Yes I robbed the Dorcy!!!!!!!! I now have great throw in an old light using the Mag 6 cell Xenon. It throws better than it did in the Dorcy because the Mag Xenon bulb focuses even better than the bulb the Dorcy came with. It's the best thrower in my house now. No contest at all.

IF there is anyone out there looking for a super easy replacement for their factory lens and reflector this is it! The Dorcy's lens and reflector fit perfectly. There is even a ridge in the lens where the head assembly retaining wire rests perfectly. This set-up does make it harder to screw the tailcap on because the reflector is twice as deep as factory and that moves the batteries that much deeper into the light. I managed to get it on but cutting a bit off the tail spring would make life easier. When putting this new Dorcy head assembly in just take the small negative tab and bend it up toward the lens. Align this tab with the switch on the light and you're golden. The only other change is flipping the big head spring around. The closed or connected end of the big spring should now sit toward the switch, that's it. No soldering, no permanent mods to the Dorcy or to the Rayovac Sportsman. If you want brighter then sure you need to move into PAR territory and do a touch of soldering like Juggernaut said. The Dorcy lens and reflector are plastic so a true *hot* wire or a potted bi-pin would melt things. I'm pretty sure the Mag Xenon won't do any melting since it's safe in a stock Mag. So far I'm right!

 This Rayovac is a laser.


----------



## Juggernaut (May 18, 2009)

I’m glad this worked out for you, just to air on the side of caution, when I used the Magnum star Xenon in my RayOvac when it used to be an 7D “not 10” I burnt out the bulb in under three days:mecry:, so just a warning though it could be a random event “I tend to destroy components a lot faster then most:sigh:” your plastic reflector should be fine though my cardboard 6D krypton bulb hotwire light has melted it’s reflector before but it is much smaller and if I remember correctly The Dorcy’s reflector off sets the bulb a little bit so it should be fine:thumbsup:. I wish there was a way to just buy the reflector and lens for the this light, and not the whole light itself “$40 for a reflector and lens isn’t worth it:sigh:”.


----------



## Sgt. LED (May 18, 2009)

Yeah I wouldn't drop $40 for it but I already had it and wasn't using it much. If you are lucky you might be able to find a place that still carries these for $20. I think $20 would be worth it if your old lens is scratched up or your reflector is ruined. Especially if you really wanted to get impressive throw from a nice classic. Didn't the older cheaper blue case version of this light have the same lens and reflector?
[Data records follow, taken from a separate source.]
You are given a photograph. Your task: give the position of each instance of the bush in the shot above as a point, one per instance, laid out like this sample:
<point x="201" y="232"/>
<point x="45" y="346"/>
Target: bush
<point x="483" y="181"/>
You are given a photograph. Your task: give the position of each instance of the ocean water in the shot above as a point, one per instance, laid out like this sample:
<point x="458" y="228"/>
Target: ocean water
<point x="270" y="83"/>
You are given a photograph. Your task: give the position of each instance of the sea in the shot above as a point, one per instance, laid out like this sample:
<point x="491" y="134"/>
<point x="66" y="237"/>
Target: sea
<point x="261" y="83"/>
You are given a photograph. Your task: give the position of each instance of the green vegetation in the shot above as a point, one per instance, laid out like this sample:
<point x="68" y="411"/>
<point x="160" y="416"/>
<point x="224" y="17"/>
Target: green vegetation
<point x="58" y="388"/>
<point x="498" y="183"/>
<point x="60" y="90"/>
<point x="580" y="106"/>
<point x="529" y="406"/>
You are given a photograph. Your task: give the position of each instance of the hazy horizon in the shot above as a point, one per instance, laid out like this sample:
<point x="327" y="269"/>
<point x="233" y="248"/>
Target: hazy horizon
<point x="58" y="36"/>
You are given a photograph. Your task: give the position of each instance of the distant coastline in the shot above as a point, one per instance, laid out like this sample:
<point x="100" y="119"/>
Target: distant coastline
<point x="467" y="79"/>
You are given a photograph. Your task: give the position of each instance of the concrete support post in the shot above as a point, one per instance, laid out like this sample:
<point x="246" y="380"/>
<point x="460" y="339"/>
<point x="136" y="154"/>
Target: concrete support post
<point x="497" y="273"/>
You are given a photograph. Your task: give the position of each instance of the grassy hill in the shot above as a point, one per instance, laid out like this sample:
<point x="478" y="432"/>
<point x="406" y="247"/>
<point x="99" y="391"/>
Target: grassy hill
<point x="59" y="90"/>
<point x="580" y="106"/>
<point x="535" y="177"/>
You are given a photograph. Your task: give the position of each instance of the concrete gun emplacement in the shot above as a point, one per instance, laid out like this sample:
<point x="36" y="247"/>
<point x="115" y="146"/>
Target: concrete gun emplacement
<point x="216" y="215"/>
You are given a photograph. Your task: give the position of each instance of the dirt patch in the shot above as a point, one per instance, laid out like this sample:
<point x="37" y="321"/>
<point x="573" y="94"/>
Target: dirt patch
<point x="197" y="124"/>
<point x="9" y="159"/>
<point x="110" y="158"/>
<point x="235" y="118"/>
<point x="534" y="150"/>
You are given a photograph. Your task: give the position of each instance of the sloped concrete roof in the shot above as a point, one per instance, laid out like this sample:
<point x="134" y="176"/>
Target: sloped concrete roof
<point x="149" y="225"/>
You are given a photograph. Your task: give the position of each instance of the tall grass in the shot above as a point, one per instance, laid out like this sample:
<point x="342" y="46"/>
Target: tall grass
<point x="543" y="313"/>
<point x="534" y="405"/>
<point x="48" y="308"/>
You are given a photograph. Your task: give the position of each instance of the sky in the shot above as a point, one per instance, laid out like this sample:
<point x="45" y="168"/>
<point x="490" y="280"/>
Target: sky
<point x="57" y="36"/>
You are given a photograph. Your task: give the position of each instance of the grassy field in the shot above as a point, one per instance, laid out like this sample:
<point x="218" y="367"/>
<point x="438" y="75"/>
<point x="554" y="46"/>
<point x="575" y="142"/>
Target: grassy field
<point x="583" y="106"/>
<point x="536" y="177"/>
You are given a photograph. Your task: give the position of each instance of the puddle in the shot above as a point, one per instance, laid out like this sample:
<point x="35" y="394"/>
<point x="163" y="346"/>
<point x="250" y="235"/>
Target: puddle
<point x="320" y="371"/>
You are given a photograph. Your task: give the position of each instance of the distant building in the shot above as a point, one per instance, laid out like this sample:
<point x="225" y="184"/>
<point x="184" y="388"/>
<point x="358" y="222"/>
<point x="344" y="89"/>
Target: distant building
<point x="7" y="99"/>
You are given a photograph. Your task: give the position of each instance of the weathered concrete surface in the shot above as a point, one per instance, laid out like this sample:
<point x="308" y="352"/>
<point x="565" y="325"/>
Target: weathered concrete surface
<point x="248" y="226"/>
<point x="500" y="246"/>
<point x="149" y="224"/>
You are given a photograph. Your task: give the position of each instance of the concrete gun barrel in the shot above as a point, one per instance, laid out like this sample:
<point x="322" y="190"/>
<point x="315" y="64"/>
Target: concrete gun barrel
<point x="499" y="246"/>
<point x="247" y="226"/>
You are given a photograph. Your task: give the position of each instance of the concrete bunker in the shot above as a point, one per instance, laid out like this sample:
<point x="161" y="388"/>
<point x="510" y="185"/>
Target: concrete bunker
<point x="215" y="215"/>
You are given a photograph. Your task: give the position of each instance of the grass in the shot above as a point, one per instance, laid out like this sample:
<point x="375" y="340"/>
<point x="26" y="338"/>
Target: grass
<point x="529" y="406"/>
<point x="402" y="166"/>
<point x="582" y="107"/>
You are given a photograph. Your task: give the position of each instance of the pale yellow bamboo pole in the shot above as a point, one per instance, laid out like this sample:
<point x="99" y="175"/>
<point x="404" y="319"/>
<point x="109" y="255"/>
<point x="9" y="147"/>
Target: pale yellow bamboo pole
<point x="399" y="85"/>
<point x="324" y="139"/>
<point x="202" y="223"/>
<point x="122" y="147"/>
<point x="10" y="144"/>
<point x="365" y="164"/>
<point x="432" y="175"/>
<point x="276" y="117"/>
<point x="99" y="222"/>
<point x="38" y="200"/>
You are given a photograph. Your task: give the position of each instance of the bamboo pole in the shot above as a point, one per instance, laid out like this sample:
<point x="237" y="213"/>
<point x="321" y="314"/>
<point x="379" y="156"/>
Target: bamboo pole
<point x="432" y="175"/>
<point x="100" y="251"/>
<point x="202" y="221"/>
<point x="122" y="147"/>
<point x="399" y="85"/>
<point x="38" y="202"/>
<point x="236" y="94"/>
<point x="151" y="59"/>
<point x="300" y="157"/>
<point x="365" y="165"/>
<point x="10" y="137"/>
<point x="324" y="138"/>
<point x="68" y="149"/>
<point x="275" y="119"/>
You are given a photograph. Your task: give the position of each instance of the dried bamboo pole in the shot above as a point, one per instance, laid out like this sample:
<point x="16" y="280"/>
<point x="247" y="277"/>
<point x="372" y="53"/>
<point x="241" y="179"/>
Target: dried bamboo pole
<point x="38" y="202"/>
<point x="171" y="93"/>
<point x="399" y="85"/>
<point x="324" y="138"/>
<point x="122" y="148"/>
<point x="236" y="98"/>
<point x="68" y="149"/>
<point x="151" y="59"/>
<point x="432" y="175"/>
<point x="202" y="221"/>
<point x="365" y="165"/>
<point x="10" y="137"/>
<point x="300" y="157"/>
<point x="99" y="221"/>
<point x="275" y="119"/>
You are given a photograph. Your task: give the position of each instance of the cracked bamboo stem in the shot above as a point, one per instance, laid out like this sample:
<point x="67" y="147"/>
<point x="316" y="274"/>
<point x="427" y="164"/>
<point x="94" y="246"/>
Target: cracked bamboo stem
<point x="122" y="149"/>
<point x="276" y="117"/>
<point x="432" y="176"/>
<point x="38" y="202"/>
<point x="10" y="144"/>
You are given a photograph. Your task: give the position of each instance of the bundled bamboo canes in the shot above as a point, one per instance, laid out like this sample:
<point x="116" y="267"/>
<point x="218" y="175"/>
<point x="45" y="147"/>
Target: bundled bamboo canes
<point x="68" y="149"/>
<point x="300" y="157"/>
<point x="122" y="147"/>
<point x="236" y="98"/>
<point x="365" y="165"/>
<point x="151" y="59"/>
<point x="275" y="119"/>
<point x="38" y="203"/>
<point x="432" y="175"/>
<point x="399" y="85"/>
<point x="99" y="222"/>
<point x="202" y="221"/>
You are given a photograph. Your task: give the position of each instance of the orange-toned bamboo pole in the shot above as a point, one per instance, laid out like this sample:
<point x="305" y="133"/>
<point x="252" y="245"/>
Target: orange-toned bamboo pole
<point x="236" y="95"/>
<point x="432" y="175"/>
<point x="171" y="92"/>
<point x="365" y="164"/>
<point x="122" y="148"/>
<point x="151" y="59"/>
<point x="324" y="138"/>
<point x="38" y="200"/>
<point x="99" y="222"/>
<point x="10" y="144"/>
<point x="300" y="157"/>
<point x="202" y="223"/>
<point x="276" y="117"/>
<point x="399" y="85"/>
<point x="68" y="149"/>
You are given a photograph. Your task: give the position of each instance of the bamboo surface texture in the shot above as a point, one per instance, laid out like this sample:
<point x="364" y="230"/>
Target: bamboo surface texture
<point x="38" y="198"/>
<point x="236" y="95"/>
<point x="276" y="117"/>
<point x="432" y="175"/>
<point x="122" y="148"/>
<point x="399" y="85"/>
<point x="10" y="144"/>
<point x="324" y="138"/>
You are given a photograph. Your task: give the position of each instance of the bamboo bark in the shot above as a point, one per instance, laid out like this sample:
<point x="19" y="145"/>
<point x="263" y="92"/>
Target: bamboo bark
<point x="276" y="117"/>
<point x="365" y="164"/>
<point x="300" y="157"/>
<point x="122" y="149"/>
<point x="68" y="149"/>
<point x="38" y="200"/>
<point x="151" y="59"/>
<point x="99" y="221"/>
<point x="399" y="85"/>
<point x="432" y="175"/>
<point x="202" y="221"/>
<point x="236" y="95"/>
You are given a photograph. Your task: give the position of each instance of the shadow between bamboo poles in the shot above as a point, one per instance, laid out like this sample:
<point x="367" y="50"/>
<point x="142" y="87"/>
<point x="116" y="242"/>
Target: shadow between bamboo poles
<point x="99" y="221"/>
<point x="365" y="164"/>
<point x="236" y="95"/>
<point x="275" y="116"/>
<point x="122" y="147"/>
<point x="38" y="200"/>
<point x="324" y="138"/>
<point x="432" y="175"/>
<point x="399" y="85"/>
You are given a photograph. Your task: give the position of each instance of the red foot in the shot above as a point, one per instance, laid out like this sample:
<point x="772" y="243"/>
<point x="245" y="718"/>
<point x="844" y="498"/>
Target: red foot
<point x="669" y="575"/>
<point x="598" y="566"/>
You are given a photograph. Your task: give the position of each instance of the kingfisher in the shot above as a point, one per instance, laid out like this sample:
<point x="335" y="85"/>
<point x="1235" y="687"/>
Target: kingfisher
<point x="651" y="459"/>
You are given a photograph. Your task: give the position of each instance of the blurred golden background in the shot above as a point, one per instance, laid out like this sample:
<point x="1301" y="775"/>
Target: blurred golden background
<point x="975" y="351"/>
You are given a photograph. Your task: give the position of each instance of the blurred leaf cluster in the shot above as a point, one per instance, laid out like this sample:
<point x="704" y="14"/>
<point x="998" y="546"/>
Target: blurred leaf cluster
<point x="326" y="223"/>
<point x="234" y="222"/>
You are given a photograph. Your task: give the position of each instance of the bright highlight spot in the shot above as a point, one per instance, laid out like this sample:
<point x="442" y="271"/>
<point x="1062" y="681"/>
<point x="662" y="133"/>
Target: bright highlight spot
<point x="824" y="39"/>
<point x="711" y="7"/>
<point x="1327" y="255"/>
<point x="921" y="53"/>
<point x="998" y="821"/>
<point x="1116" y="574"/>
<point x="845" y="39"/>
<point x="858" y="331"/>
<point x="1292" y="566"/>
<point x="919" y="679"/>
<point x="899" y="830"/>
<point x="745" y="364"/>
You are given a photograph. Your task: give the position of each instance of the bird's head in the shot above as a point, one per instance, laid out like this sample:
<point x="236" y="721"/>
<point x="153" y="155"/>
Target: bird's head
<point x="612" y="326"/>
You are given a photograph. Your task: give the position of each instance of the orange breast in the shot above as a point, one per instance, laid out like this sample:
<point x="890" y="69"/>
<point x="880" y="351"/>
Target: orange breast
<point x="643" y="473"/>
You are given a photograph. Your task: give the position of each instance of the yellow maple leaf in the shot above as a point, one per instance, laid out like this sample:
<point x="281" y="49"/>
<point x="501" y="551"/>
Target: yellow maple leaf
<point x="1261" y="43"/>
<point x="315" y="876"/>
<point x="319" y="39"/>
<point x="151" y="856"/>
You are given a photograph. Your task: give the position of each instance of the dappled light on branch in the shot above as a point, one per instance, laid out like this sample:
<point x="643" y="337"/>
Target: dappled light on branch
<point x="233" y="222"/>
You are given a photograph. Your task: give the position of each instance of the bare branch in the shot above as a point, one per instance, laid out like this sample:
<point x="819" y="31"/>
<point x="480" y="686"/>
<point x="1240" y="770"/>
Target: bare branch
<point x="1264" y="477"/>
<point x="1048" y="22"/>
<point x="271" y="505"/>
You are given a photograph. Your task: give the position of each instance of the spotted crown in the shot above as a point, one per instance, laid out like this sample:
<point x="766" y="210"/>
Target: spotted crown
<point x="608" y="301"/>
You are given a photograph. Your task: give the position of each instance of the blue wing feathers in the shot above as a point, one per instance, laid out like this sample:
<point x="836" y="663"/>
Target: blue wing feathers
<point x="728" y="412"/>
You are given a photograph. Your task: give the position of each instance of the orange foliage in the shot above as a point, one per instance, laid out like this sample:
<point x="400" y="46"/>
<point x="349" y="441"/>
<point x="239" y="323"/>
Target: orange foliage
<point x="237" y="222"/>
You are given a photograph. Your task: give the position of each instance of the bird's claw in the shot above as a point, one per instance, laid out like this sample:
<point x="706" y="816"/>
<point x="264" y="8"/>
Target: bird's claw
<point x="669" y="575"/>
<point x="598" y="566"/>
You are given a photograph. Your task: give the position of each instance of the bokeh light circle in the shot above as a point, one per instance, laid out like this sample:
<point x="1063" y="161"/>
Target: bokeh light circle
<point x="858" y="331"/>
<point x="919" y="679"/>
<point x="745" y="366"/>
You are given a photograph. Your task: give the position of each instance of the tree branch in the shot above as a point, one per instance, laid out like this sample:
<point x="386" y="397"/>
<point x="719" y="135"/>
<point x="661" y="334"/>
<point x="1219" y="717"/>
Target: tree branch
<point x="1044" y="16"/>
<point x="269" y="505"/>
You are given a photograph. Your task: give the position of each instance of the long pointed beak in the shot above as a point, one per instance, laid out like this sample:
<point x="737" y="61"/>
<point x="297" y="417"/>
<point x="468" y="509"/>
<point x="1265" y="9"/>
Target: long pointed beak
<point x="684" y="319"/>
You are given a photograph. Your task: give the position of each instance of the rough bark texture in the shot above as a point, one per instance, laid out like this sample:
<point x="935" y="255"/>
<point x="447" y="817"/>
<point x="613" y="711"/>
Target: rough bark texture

I didn't find much data on running a 6 Xenon on 7 cells. I have heard that these bulbs don't like being overdriven so I was hoping that the resistance from the switch and tail spring on a 70's light would be enough to save it. 
I need a tester! 
So far it's working but I think you are right, it's only a short while till she burns up. When it goes I think I will knock it down to 6 cells. I do have a spare 6 cell Xenon bulb. Not as bright on 6 but more dependable.


----------



## Sgt. LED (May 18, 2009)

Now what would an ROP low bulb do.......................... Melt it?


----------



## Juggernaut (May 18, 2009)

Sgt. LED said:


> Now what would an ROP low bulb do.......................... Melt it?


 
Yes….but not immediately:devil:. Theirs no problem running a ROP Low bulb in even the smallest plastic reflectors as long as it’s not for long, I heard it would take 7 minuets to start damaging a stock Maglite reflector, but for testing purposes 30 seconds or so shouldn’t do any damage at all:thumbsup:. 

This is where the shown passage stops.